Phyrea dropped the knife and ran through the house surrounded by echoing laughter. She burst out the nearest outside door into a dull gray overcast morning. It was still hot, and the air smelled as if it was going to rain soon.
It was quiet outside, though. There was no laughing and no screaming, and no one whispered in her ear.
She stood in the middle of a flowerbed, breathing deeply in and out, calming herself, slowing her heartbeat. It didn’t take long for the fear and confusion to be replaced by the thrill of knowing that the day had come. He was coming. Ivar Devorast would be there to work on the wall.
Phyrea looked down, sighed, and stepped out of the flowerbed. She began to stroll along a winding flagstone path, at first just wandering, then following a sound. Barely aware of it at first, she followed it without thinking. Then she realized what it was: a cart. The way it clattered along it sounded empty. Her heart raced and she smiled. The cart went past, driven by a man who wiped sweat from his brow with a forearm covered with grotesque tattoos. Two other men sat in the back of the cart and looked equally exhausted.
She walked with purpose in the direction the cart had come from and came around the corner of one of the outbuildings. The men had made four huge piles of rocks. The stones were each the size of Phyrea’s head.

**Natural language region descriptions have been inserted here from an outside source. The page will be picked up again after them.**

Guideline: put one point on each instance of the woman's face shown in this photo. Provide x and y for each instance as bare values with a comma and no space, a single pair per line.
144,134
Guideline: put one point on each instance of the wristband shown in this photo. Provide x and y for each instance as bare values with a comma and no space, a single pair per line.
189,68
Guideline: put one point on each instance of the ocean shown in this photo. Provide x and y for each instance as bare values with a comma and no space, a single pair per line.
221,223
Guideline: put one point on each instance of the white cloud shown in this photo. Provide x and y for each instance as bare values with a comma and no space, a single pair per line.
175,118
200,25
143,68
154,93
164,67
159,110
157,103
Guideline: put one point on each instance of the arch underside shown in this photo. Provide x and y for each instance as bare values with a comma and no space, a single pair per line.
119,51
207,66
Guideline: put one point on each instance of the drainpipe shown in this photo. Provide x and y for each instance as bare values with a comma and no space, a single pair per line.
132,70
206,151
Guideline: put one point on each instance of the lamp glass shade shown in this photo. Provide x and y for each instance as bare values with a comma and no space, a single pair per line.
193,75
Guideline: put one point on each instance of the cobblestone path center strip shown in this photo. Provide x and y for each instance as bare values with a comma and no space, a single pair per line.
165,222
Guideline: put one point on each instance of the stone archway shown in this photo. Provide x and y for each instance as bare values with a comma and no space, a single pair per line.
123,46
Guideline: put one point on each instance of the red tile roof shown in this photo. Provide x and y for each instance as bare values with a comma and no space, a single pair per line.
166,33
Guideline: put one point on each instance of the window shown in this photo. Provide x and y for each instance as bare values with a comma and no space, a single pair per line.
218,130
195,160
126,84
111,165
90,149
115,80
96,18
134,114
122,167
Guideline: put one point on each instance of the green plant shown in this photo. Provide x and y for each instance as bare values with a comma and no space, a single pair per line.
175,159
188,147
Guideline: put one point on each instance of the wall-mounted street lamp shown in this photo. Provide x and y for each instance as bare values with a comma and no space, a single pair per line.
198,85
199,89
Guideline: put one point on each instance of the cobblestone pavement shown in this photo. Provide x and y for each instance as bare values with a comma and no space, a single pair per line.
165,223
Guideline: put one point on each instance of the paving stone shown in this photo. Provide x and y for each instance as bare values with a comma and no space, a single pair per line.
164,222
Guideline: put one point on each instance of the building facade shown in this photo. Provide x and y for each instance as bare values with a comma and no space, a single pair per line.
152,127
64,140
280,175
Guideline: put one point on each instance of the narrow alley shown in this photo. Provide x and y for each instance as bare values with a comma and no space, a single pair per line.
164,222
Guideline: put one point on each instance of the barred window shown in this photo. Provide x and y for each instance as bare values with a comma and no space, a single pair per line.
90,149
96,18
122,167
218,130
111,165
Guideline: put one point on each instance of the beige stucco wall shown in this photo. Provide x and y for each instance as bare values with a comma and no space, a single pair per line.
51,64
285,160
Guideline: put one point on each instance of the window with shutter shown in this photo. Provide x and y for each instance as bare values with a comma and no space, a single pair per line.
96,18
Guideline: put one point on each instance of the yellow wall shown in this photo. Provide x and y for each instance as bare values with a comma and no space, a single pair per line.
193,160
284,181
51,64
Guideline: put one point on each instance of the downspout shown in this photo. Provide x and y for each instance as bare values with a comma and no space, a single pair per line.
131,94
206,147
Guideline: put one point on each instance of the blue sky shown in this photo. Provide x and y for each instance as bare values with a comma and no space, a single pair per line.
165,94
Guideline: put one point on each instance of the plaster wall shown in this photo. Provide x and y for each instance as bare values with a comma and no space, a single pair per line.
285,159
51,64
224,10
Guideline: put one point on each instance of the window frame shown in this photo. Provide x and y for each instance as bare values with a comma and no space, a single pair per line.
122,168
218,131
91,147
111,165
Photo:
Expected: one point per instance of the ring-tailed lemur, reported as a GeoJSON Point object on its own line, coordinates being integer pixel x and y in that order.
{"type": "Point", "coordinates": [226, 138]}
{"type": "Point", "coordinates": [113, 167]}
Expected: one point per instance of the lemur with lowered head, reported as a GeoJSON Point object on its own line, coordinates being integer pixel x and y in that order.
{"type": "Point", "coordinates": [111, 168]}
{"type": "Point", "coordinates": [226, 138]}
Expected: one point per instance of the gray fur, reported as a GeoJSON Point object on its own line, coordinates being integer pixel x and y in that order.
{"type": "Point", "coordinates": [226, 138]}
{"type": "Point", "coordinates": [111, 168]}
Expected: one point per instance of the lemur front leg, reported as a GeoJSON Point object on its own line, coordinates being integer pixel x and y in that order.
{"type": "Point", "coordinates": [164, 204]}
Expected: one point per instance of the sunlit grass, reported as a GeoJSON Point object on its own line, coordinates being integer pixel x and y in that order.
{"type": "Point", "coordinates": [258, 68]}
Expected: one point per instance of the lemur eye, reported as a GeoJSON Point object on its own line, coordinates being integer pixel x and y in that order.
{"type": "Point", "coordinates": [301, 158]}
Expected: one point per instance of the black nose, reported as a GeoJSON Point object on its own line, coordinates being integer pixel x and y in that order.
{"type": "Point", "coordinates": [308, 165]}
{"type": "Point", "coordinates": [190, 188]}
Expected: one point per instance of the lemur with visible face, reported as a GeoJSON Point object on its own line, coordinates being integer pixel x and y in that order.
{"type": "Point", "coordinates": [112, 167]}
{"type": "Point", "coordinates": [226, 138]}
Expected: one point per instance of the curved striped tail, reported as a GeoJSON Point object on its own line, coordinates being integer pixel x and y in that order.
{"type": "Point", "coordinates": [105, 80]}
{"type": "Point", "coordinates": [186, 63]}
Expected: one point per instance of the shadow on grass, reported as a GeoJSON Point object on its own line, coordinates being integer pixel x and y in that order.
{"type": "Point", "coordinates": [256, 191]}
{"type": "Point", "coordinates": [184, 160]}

She looked around but didn’t see the red-haired man. Resisting the temptation to call out his name she just stood there, her knees shaking, running her fingers through her long, soft hair. She heard rock scraping on rock from behind one of the piles. He was behind there-must have been kneeling or squatting, since the pile was half his height.
She walked slowly around the pile of rocks, moving her hips, almost slithering when she walked. He didn’t hear her coming. She looked down at the ground as she came around the rock pile. Only by looking at the wall could she tell she stood where he could see her.
“Mornin’, Miss,” he said.
“Good morning,” she said.
She put a fingertip in her mouth and her other hand on her hip, gently rolling her hips as if she was about to turn around. Normally she could feel it when a man was looking at her, but that wasn’t happening. She couldn’t take it and finally had to sneak a look at him.
She gasped, jumped back, and almost screamed.
It wasn’t the beautiful red-haired man kneeling behind the rock pile. It was some kind of misshapen thing, standing up on two squat legs, so short it was hidden by the pile of stones. It looked at her from behind a mass of matted hair that covered its face so that she could make out only a grimacing mouth full of flat yellow teeth and two beady eyes that stared at her with puzzled intelligence.
She almost screamed again, then a word popped into her mind: dwarf.
She’d seen the dwarf at the winery site. He had stood next to Ivar Devorast.
“Where …” she said, her voice shaking along with the rest of her. “Where is Ivar Devorast?”
“Oh, yeah,” the dwarf said, looking at her as if she were a mad woman. “He couldn’t make it this morning, Miss, so he asked me to come in his stead. I’m a capable stonemason, Miss, and can promise you a good job raising yer wall here.”
“He …?” she said. “He sent you?”
“Aye, Miss,” replied the dwarf. “Name’s Hardtoil, Miss. Vrengarl Hardtoil. At yer service.”
Phyrea’s fists clenched again, and she closed her eyes. Her entire body tensed, but it wasn’t just anger.
“Miss?” the horrible little dwarf asked.
Without another word to the thing Devorast had sent in his place, she spun on her heel and went back to the house. She knew they’d be laughing at her and they were. Gales of laughter followed her from room to room, even as she ripped the dress off and threw it aside. She went back to where she’d dropped the knife.
“No!” one of them screamed. “The sword!”
She cried while she cut herself, and they laughed at her the whole time.